So many Lebanese pastries rely on orange blossom syrup for flavor, for fragrance. And though the syrup is truly simple in its method and short ingredient list, there are a few different approaches to it: some with more sugar than water, longer or shorter cooking times, a mix of rosewater and orange blossom water, or one or the other.
I’ve tried it all, and there is no distinct hierarchy in terms of what works best. The important tip to remember about this syrup (called attar, AH-tar, in Arabic) is that its temperature matters–a lot–when it’s poured over pastry. My rule of thumb is cold syrup over hot pastry, because I like to eat my pastry hot from the oven. But you could let the pastry cool and then pour hot syrup over the cooled pastry. The one thing to be avoided is hot over hot, or cool over cool—neither will allow for the syrup to adequately infuse into the pastry, and soak in properly. What we’re after is a marriage, a union, of syrup and pastry.
Once you make simple syrup a time or two, you’ll get to know your own taste for how much flower water and lemon juice to add. This depends on the potency of the flower water; I always err on the side of conservative amounts of flower water. Then taste, and add more if the syrup needs it.

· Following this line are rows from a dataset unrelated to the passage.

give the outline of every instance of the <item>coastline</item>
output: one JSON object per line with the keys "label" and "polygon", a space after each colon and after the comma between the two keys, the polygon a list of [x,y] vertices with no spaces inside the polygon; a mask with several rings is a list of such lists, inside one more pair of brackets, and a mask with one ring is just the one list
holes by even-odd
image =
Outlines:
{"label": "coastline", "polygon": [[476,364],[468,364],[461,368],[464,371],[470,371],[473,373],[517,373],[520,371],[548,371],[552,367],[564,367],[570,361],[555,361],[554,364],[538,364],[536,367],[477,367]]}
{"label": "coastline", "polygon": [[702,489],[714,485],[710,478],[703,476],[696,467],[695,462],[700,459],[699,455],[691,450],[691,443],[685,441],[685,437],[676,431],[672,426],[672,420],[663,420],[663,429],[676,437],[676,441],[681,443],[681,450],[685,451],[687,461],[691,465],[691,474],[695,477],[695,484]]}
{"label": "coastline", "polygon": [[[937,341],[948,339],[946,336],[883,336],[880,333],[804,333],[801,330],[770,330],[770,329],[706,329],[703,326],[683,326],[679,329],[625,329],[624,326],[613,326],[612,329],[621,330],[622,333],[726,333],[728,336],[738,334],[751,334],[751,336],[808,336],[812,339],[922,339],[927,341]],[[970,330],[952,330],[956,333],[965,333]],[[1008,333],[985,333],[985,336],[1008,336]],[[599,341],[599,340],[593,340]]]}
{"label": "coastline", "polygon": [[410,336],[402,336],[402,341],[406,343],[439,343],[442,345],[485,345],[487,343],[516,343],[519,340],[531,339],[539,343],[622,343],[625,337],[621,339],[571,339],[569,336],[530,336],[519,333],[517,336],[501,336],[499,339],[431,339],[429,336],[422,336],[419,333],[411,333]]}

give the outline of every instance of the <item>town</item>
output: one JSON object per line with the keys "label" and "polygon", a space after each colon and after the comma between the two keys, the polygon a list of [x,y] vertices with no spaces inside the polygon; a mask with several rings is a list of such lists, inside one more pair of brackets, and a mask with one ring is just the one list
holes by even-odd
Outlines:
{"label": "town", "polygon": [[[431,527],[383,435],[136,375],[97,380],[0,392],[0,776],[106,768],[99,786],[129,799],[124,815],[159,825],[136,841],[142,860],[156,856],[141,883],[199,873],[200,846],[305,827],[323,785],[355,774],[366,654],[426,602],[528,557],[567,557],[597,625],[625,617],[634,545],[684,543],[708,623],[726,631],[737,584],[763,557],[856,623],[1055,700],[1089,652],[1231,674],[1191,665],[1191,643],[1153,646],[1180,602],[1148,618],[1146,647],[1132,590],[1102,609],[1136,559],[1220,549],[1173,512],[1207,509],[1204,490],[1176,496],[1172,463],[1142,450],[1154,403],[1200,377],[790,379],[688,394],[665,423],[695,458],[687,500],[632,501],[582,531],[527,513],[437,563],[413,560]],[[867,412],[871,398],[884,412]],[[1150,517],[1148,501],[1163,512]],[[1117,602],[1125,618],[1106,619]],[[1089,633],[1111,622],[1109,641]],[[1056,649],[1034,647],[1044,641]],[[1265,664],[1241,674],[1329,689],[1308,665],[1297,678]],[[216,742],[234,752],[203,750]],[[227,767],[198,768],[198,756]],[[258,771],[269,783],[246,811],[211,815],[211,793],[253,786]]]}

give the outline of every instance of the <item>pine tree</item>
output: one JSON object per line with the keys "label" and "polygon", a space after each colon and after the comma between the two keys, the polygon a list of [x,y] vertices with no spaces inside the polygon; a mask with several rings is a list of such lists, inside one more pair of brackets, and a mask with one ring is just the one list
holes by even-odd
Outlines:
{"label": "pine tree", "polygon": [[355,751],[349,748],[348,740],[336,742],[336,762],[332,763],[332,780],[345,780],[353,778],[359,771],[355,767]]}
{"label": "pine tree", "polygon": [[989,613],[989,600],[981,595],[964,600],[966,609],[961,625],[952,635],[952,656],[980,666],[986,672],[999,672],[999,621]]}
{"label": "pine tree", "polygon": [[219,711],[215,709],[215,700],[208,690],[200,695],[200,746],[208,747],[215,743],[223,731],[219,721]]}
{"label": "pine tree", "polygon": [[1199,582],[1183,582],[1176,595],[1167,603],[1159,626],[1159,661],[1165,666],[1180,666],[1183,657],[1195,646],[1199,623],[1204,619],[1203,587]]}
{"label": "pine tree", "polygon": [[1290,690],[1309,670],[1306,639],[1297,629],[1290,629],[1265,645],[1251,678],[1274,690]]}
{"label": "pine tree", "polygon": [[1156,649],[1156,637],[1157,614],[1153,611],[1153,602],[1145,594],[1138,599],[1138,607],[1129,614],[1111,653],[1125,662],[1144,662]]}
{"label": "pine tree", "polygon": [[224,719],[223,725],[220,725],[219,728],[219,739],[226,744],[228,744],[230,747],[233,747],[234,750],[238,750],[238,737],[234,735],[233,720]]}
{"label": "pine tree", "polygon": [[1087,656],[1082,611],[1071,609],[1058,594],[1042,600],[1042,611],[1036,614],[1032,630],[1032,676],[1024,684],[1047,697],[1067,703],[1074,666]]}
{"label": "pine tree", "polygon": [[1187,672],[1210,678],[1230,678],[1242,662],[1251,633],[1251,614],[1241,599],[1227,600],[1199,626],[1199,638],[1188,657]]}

For our knafeh, and also for our baklawa, tradition in my neck of the woods calls for mazaher, or orange blossom water, and not for rosewater in flavoring our syrup.
- 1½ cups sugar
- ¾ cup water
- 1 tablespoon lemon juice
- 1½ teaspoons mazaher, orange blossom water
- In a small heavy saucepan, combine sugar, water and lemon juice and bring to a boil over medium high heat. Reduce heat to low and simmer for 5 minutes. Add the mazaher, pour into a heatproof container and refrigerate to cool completely.